1ère conférence : La réconciliation dans la célébration de la messe

La réconciliation dans la célébration de la messe.
Par le père Guy-Roger Makosso
 
Pour marquer officiellement le début de la messe, le prêtre, le diacre et les servants de messe restent debout, en faisant le signe de la croix. Le signe de la croix est le signe distinctif du catholique.

1 – Se reconnaître pécheur :

Le prêtre fait une courte salutation, puis commence le rite pénitentiel. Il ne s’agit pas d’une confession ou d’une absolution générale. Cela ne remplace pas le sacrement de réconciliation et n’est pas considéré comme une confession. C’est simplement un rite où l’on reconnaît en public que tout homme est pécheur et que chaque membre de l’assemblée a péché au cours de la semaine, plus ou moins selon les cas :

« Préparons-nous à la célébration de l’Eucharistie, en reconnaissant que nous sommes pécheurs », nous sommes invités à présenter au Seigneur notre lèpre en lui disant : si tu le veux, tu me purifier… Et, l’on récite le « je confesse à Dieu » en français ou le confiteor en latin.

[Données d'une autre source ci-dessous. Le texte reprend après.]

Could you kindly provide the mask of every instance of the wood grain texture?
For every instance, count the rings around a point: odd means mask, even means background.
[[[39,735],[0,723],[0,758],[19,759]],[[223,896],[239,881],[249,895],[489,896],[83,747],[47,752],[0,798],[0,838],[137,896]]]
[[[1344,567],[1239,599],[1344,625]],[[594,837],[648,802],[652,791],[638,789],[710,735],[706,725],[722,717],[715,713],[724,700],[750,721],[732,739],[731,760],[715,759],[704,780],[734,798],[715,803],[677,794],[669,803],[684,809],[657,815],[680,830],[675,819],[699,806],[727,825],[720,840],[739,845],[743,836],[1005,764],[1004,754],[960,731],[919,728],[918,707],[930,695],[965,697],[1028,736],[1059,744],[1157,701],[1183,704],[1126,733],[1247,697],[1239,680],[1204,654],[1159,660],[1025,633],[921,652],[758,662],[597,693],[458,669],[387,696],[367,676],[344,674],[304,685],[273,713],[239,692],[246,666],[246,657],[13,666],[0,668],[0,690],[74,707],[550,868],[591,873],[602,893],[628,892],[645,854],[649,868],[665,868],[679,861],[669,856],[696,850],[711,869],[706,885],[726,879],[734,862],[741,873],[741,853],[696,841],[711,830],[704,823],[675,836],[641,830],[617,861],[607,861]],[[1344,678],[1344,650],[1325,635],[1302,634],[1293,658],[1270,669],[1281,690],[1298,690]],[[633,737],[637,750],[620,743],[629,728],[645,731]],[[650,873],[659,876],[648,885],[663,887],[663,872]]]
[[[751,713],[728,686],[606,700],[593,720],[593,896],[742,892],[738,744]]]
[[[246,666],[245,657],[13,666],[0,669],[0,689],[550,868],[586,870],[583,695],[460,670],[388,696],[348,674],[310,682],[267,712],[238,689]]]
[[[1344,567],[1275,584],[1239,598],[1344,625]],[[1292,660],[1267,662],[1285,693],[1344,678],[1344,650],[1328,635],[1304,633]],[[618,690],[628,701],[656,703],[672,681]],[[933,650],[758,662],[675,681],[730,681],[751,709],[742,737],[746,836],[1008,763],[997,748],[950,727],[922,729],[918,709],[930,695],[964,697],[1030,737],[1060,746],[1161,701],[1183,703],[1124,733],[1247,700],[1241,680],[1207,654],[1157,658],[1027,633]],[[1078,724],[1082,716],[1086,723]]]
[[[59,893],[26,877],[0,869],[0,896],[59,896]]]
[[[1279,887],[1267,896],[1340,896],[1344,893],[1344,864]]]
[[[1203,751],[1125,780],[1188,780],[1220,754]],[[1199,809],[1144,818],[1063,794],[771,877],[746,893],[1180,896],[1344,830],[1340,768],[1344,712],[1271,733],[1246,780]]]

« Je confesse à Dieu Tout-Puissant, je reconnais devant mes frères, que j’ai péché, en pensées, en paroles, par actions et par omissions, oui, j’ai vraiment péché, c’est pourquoi, je supplie la Vierge Marie, les anges et tous les Saints, et vous aussi, mes frères, de prier pour moi, le Seigneur notre Dieu. »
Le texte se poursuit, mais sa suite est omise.